True “Sex Positivity” would state that sex is a divine, beautiful thing, and it should be cherished and valued as the most intimate act that you can do with another person. Now this does not mean that we should embrace puritanical values of “saving yourself for marriage” or that we should slut shame those of us struggling with sex and love addictions. It *does* mean, however, that we need to set some fucking standards for ourselves. Stop letting ourselves be used by people who pretend to be our friends so they can use our bodies. We need to stop lying to ourselves and others that “it’s just sex,” that “it didn’t mean anything.” This is patently false. Every friendship, relationship, and bond, it all matters. Sharing your body and exploring intimacy with another person is a magical, incredible act that should be valued accordingly. Having a lot of sex is not an inherently bad thing, but we have to be honest about our intentions and how this obsession with sex harms us, not just as individuals, but as a community.
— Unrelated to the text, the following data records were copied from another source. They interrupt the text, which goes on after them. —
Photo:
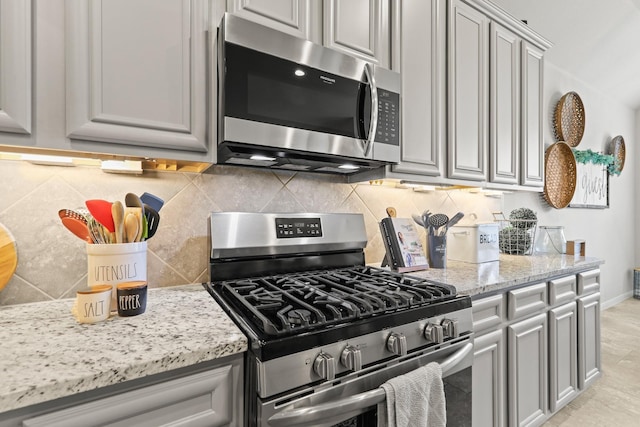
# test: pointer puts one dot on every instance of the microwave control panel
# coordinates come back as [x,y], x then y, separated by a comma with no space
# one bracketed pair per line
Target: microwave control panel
[388,117]
[298,227]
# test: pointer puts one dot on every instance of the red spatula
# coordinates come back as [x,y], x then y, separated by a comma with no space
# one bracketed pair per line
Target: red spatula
[101,211]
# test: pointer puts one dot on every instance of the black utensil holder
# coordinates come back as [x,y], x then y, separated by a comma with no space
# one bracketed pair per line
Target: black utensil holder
[437,251]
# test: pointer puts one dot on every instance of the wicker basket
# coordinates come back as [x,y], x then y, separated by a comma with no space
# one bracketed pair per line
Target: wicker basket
[516,236]
[569,119]
[617,149]
[560,175]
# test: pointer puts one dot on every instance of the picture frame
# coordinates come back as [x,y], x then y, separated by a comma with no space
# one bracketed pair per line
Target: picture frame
[592,187]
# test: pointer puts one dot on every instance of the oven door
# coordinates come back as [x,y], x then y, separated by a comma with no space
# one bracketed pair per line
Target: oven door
[353,401]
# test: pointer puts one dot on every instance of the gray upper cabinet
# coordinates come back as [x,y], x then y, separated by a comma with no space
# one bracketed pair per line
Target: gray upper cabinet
[136,73]
[504,135]
[357,27]
[15,66]
[420,39]
[289,16]
[532,116]
[468,35]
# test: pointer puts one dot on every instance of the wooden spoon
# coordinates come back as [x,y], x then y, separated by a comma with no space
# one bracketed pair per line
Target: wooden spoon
[101,211]
[117,212]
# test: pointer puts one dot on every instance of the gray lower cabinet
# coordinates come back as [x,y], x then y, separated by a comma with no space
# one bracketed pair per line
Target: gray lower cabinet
[536,348]
[527,371]
[209,395]
[488,379]
[589,363]
[563,355]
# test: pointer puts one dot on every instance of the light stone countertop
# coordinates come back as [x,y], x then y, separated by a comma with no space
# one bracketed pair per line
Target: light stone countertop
[509,271]
[46,354]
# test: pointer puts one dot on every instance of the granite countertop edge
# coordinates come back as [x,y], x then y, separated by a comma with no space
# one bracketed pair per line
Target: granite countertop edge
[34,372]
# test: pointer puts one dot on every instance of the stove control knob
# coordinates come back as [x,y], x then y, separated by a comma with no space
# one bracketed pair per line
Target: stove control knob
[325,366]
[450,328]
[397,343]
[433,333]
[351,358]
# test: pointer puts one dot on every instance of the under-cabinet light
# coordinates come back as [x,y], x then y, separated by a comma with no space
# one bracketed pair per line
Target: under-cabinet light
[349,166]
[262,158]
[44,159]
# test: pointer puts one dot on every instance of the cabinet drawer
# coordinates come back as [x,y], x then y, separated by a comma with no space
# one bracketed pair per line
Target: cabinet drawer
[562,290]
[528,300]
[487,313]
[588,282]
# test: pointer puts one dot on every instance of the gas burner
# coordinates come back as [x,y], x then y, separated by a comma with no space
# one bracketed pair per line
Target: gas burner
[299,317]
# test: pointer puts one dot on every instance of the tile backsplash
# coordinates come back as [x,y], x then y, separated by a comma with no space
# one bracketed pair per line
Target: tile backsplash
[52,262]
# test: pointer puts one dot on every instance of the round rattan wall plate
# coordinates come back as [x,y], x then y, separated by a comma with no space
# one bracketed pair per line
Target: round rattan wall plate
[617,149]
[560,175]
[569,119]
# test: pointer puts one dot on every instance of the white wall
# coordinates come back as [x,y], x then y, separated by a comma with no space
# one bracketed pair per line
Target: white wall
[610,234]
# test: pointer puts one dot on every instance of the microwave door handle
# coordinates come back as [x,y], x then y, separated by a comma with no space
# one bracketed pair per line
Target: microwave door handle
[373,124]
[314,414]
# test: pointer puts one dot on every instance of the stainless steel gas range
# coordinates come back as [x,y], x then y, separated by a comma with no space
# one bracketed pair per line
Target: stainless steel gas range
[325,330]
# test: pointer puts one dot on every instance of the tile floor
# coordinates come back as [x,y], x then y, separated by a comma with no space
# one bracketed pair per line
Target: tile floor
[614,400]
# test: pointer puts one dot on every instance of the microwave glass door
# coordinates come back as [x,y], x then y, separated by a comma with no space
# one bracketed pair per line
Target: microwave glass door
[269,89]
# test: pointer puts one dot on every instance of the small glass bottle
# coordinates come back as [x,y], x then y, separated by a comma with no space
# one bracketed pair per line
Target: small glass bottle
[550,240]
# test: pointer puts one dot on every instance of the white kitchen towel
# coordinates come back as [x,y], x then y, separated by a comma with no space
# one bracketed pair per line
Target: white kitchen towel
[415,399]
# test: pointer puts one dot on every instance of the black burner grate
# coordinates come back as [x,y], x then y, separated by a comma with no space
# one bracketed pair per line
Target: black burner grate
[298,302]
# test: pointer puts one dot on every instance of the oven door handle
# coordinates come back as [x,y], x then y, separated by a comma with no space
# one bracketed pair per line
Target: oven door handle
[302,416]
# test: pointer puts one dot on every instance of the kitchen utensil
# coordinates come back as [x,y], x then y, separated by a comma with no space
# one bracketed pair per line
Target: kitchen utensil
[153,220]
[131,226]
[152,200]
[436,221]
[117,212]
[8,256]
[101,211]
[133,201]
[454,220]
[417,219]
[425,218]
[76,223]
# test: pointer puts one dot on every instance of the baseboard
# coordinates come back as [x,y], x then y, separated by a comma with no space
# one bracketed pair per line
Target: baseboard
[615,301]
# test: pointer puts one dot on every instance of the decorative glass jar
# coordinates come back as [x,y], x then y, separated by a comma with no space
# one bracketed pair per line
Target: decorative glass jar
[550,240]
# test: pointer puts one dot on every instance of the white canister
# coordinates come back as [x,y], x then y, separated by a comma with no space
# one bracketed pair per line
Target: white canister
[115,263]
[475,243]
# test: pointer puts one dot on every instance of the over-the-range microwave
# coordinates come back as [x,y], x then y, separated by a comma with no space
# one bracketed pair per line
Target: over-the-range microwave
[287,103]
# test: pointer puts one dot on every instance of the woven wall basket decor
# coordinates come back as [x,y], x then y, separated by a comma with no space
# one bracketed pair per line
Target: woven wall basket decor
[559,175]
[617,149]
[569,119]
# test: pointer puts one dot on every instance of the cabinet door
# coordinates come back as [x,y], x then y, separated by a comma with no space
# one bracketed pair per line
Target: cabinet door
[488,380]
[563,355]
[201,399]
[589,363]
[289,16]
[359,28]
[468,91]
[422,60]
[527,371]
[532,116]
[504,132]
[136,73]
[15,66]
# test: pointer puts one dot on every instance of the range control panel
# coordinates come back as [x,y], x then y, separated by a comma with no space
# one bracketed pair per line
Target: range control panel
[298,227]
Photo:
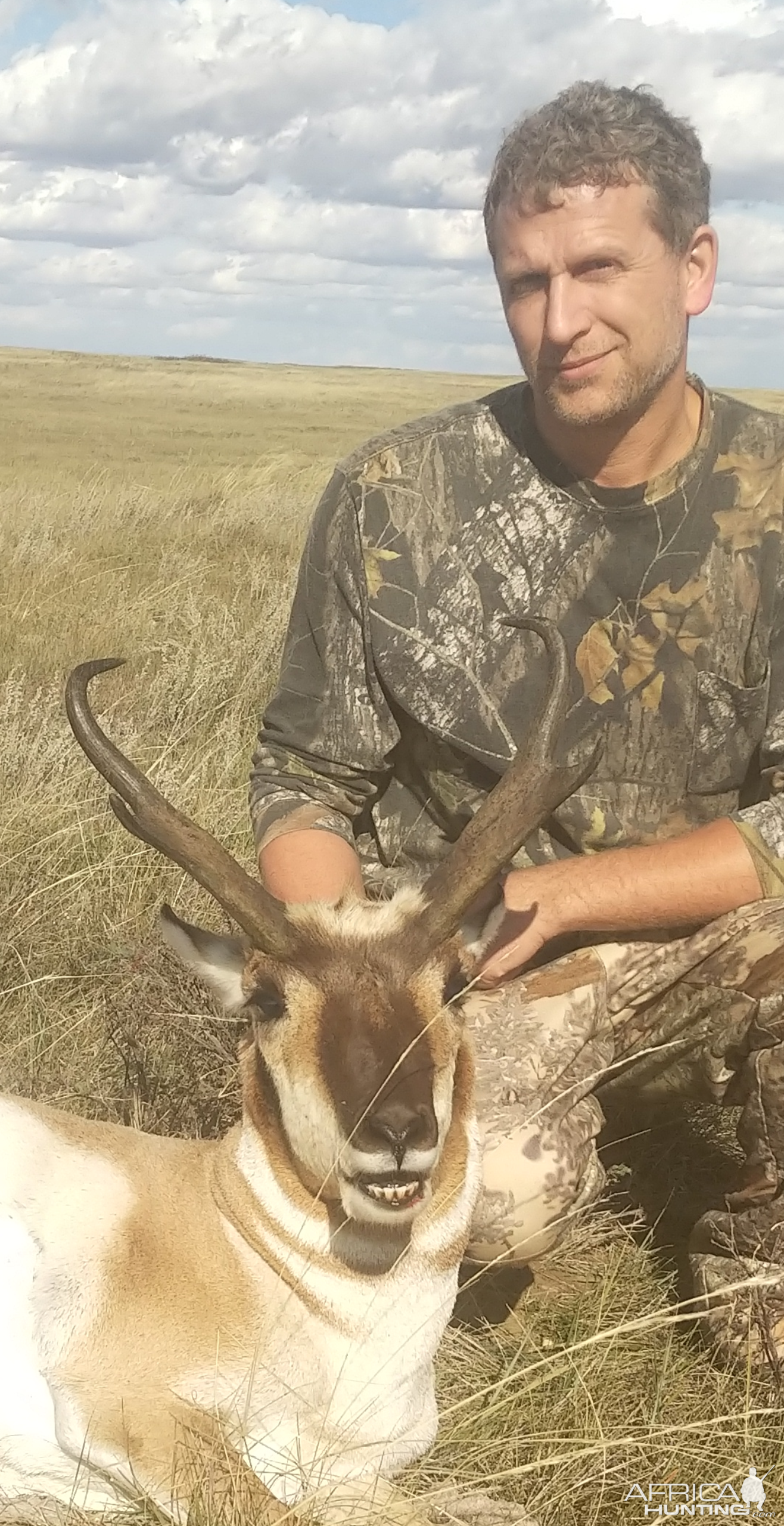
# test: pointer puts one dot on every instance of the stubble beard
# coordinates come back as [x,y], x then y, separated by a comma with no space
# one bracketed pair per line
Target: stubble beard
[629,399]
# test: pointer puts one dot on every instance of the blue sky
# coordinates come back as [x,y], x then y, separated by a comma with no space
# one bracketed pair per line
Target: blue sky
[284,182]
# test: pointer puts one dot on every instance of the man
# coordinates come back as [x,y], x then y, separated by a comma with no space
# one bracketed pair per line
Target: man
[615,495]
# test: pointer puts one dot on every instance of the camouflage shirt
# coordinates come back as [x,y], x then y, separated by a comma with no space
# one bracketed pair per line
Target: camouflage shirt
[406,687]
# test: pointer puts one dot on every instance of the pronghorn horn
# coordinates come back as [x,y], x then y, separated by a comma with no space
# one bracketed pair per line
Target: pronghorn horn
[521,802]
[150,817]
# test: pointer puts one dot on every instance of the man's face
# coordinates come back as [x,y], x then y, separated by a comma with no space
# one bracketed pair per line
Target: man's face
[595,301]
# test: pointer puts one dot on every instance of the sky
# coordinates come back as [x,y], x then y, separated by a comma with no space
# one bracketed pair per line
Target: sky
[300,182]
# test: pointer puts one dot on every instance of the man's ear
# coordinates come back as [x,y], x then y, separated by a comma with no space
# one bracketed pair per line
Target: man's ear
[217,960]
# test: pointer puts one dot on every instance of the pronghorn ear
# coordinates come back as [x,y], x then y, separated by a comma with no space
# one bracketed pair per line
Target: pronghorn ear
[217,960]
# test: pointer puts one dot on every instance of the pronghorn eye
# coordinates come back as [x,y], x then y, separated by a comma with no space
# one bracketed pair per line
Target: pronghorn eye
[267,1001]
[455,985]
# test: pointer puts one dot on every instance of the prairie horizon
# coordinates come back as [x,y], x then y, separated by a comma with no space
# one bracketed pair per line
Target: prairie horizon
[154,508]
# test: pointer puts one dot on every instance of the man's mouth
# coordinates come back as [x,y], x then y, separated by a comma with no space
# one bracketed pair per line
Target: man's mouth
[394,1192]
[573,368]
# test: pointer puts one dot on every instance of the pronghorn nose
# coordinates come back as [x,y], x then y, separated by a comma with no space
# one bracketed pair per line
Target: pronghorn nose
[402,1127]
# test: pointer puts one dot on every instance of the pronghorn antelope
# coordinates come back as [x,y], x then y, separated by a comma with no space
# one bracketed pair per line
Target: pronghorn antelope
[279,1293]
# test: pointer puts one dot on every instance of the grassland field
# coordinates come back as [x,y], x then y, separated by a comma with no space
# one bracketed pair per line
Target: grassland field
[154,510]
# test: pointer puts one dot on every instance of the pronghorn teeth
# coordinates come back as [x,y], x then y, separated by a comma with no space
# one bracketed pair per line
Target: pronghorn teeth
[400,1192]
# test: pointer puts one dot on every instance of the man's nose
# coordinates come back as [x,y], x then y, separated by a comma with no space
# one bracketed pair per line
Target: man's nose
[567,315]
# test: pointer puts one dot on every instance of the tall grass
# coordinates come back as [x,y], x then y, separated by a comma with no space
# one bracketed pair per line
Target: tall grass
[154,510]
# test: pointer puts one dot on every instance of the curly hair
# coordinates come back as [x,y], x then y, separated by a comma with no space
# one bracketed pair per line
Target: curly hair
[603,137]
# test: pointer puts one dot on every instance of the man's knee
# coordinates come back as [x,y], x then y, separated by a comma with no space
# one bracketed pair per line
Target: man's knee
[534,1181]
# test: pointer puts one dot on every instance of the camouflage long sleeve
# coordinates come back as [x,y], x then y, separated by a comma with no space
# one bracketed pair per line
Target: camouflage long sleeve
[766,818]
[325,739]
[407,684]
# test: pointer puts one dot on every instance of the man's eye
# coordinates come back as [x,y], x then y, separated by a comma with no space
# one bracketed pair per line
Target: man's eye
[266,1003]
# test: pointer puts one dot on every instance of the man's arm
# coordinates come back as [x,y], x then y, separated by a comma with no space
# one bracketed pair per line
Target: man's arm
[682,882]
[327,734]
[310,866]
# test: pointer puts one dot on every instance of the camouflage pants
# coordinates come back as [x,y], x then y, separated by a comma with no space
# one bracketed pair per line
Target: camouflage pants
[701,1017]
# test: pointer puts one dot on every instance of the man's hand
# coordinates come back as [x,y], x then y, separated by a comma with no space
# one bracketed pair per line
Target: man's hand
[682,882]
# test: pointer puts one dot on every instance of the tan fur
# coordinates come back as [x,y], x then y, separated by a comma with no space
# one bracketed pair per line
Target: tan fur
[208,1268]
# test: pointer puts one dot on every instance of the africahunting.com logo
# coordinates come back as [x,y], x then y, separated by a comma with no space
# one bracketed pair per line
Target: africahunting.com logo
[704,1499]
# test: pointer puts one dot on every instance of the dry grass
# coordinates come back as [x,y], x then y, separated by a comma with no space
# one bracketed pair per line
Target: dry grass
[154,510]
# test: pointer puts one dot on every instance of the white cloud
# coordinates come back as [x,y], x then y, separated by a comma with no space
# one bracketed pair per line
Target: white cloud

Personally, I have been involved on and off for a number of years in a number of different nightlife scenes and continue to see the same cycles play out. People begin to organize events. Those events grow. Hypersexuality, Addiction, Emblezzlement, Drama. Fractures form and groups break off, fight on-and-offline, etc. The group explodes or deteriorates. Someone decides to pick up the torch and the cycle begins again.
So what do we do? Give up? Never go to a party again? No! We are allowed to have fun and go out. Substances and sex are not inherently or “morally” bad. I have met so many amazing people and had so many incredible, life-changing experiences through nightlife and club culture. But! We cannot rely on nightlife to be a solution to all of our problems. Building community through non-Nightlife events and spaces is how we gather and organize in a sustainable way and form those deep connections that hold communities together. Stop fucking your friends, and get together and crochet, or skateboard, watch movies, hike, make music. I don’t care what it is, but if your only “third space” is the club, and the only activity you do with other queers is drugs and sex, your only community will be other people engaging in the same destructive behavior as you, and our community will continue to devour itself. We deserve better.
So yes, go to the club Saturday night, but go to your friend's knitting circle on Sunday morning, too. And if there isn’t one? Make it.